Ouça o áudio de "Olho Mágico", da colunista Giseli Barros:

Quando criança, acostumou-se com alguém da casa demorando diante da porta, mesmo que a campainha gritasse de forma insistente. Não sabia ao certo como era possível ver através de uma peça cravada num bloco de madeira. Porém, foi entendendo, lentamente, que era preciso esperar um pouco antes de tomar qualquer decisão. Em algumas situações, o silêncio se fazia longo, até que a outra pessoa desistisse de esperar. Os passos se distanciavam pelo corredor e os únicos percebidos vinham das outras residências.

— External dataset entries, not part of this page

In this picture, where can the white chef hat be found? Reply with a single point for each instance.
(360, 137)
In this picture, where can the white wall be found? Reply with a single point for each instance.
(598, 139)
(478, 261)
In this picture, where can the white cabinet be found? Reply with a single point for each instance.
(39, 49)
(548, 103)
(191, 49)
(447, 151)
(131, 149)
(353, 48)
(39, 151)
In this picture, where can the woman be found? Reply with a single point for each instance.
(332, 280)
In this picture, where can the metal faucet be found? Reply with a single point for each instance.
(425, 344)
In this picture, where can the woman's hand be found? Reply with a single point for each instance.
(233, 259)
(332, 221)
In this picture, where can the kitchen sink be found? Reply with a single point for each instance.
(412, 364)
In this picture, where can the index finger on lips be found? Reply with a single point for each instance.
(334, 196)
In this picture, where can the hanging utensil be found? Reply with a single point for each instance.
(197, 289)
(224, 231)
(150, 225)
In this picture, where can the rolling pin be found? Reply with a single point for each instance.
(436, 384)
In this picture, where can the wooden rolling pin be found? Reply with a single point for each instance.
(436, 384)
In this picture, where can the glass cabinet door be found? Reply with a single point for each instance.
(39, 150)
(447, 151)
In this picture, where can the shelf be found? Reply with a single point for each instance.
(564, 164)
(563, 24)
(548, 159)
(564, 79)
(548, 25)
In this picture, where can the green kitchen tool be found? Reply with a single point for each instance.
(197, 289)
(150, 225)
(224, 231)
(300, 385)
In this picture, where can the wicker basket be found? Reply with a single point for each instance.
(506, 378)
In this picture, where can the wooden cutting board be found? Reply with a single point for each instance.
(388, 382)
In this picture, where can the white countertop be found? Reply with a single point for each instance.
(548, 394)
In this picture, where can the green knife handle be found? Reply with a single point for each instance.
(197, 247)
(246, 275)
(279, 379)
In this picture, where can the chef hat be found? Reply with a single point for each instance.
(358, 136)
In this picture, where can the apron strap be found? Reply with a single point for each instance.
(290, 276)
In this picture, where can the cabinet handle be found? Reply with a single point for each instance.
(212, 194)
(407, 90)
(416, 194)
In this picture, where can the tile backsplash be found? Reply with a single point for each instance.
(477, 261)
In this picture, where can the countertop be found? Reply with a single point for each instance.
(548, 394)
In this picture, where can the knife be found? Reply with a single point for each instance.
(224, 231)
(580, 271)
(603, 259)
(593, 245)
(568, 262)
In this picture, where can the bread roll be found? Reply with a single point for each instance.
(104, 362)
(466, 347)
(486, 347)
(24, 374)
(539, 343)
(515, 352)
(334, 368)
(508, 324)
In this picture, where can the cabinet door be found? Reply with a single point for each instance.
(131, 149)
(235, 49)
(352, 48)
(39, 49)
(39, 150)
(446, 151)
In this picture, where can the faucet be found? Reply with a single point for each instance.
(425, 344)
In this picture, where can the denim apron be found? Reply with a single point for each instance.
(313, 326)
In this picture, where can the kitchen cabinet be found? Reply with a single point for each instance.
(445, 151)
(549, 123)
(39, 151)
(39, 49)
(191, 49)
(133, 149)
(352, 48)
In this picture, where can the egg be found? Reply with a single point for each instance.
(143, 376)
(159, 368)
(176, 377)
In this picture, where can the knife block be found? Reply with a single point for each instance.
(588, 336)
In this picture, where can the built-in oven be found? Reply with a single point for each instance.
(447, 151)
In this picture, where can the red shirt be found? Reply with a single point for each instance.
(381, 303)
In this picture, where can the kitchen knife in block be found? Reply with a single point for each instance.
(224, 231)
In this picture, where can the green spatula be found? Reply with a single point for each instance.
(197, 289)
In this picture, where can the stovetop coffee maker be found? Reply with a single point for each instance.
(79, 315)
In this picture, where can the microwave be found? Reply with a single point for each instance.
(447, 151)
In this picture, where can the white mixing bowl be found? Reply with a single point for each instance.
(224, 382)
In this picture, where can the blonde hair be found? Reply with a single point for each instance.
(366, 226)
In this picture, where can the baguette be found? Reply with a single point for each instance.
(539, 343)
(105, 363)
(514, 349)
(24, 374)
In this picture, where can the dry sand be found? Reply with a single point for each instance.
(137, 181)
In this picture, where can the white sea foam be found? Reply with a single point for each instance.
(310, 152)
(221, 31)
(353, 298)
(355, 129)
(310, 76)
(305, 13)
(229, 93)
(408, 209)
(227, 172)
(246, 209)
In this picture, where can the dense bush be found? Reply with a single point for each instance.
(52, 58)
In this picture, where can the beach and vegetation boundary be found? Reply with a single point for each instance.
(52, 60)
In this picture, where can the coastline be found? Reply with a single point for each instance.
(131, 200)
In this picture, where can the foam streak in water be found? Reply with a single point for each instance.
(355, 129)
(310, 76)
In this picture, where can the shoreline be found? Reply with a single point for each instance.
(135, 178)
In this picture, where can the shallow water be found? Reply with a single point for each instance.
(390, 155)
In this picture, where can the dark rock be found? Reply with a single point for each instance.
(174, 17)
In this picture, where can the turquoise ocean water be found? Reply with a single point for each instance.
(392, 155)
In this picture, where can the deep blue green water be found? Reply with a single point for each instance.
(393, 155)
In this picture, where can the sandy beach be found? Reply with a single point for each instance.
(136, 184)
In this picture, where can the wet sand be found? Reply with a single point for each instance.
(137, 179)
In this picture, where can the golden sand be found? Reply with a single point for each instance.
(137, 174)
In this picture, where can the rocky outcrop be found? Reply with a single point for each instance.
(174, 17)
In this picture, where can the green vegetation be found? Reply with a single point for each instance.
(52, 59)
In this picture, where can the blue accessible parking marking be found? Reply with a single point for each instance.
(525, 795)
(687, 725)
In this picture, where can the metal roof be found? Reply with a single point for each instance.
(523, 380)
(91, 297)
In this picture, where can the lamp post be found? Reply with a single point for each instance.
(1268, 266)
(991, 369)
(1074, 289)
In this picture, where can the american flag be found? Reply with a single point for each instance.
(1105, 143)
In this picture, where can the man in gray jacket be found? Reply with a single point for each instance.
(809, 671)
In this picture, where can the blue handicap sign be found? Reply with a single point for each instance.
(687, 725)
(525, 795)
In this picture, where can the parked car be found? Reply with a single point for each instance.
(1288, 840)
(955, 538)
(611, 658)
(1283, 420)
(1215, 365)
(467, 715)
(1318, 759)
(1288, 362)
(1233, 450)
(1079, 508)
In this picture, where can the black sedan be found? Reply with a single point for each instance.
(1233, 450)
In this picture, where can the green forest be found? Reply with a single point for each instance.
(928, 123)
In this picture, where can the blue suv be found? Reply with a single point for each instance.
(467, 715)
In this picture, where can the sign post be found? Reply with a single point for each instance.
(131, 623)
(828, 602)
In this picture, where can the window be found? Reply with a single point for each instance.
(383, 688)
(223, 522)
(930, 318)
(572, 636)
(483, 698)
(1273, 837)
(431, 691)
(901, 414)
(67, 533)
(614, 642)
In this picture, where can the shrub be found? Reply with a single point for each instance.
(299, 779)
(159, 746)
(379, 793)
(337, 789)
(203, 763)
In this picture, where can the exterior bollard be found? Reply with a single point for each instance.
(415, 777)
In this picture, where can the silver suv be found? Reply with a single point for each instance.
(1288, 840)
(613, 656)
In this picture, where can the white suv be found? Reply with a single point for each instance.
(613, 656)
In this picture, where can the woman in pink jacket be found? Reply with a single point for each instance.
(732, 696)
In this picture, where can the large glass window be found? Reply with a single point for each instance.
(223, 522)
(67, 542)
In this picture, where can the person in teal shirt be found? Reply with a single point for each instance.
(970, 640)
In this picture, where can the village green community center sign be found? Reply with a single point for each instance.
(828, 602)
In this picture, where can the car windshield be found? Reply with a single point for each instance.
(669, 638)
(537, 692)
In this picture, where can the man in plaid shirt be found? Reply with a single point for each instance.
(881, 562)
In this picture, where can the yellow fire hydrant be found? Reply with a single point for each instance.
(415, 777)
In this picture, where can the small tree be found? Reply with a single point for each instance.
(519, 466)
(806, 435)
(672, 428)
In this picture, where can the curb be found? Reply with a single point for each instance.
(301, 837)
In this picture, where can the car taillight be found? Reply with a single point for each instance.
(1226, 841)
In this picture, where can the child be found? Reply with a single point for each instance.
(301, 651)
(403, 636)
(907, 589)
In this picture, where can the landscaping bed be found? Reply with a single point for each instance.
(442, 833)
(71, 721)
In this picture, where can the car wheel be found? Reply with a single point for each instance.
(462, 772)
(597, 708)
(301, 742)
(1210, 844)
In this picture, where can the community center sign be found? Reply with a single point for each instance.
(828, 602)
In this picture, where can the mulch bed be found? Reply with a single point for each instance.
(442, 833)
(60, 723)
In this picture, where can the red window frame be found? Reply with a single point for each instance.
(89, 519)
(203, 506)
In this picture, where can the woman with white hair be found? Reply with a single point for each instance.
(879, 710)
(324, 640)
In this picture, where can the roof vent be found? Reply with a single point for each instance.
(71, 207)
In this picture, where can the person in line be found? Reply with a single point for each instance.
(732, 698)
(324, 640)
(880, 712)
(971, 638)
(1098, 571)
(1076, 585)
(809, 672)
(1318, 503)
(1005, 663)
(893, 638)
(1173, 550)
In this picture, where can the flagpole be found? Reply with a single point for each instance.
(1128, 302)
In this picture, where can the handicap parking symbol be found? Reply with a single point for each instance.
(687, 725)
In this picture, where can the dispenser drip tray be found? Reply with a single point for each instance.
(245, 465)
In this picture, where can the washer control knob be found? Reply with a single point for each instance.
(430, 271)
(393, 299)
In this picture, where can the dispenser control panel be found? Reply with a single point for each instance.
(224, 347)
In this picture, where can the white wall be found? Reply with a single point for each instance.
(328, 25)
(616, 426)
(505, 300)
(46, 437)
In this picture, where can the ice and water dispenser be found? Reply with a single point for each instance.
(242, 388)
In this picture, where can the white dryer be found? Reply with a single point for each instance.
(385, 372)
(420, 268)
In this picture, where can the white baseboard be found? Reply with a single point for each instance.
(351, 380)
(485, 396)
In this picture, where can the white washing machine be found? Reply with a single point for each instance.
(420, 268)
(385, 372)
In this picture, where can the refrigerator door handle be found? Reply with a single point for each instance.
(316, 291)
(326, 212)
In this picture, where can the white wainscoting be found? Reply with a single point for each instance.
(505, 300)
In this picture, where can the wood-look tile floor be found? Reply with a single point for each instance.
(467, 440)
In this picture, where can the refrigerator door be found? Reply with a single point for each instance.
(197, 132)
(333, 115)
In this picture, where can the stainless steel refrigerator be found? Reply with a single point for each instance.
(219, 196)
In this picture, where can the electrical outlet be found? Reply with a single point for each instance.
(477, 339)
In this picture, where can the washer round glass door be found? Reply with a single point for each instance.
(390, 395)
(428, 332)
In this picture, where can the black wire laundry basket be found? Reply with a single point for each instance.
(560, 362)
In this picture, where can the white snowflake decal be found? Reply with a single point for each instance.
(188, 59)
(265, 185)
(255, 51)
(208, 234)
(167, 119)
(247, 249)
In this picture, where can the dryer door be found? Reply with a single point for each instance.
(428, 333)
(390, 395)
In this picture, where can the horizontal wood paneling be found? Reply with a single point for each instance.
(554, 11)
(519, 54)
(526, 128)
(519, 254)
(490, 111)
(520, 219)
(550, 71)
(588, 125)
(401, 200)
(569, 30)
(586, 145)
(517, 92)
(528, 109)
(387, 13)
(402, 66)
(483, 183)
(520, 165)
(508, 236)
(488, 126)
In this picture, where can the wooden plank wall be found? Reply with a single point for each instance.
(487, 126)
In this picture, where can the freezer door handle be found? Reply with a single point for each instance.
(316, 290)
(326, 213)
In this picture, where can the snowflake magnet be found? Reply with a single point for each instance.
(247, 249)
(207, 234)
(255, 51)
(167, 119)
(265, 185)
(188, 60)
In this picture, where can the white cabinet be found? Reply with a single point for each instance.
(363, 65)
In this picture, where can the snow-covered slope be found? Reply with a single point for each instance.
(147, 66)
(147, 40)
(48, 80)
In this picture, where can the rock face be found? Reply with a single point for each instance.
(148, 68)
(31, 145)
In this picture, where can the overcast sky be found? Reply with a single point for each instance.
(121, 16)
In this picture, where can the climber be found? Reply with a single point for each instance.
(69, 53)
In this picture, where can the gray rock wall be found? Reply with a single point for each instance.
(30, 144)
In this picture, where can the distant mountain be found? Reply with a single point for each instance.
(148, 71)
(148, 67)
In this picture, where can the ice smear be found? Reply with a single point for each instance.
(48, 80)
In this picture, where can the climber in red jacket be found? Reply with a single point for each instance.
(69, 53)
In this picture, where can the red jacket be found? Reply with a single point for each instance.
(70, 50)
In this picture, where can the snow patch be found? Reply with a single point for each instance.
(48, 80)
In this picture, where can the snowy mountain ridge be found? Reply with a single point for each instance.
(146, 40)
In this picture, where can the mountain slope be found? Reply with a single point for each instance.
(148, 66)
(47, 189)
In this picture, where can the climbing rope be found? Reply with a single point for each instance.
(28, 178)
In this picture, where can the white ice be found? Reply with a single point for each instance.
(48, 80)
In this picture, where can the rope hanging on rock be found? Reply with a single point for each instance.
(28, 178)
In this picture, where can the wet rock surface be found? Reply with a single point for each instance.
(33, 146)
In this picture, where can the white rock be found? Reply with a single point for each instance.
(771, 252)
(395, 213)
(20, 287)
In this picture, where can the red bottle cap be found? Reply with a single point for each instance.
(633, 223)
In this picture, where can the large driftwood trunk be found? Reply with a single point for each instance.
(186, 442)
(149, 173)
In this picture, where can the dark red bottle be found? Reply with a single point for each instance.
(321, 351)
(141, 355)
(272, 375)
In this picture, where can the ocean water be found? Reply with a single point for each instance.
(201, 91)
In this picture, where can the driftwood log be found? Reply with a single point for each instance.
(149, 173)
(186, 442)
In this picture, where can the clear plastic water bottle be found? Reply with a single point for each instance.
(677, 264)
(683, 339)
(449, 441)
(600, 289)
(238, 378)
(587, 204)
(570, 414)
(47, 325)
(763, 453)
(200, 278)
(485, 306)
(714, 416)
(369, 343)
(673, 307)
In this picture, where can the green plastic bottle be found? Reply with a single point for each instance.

Costumava passar as tardes dentro do quarto. De lá, tentava participar da vida que acontecia fora das paredes conhecidas. Ansiava por qualquer acontecimento. No entanto, geralmente, a conversa parecia ser a mesma dos dias anteriores. Três vozes conhecidas tinham hora marcada. Duas delas se destacavam, enquanto a outra pouco se fazia notar. A sua cama ficava do outro lado, longe da janela. Assim, para que pudesse enxergar o exterior, usava um pequeno banco para se equilibrar. Via outras poucas janelas. Com muito esforço, alguns carros no estacionamento. Tentava imaginar o rosto de quem se dirigia até a escada. Com medo de ser repreendido, sempre se escondia quando alguma cortina revelava um dos vizinhos. Temia o severo castigo.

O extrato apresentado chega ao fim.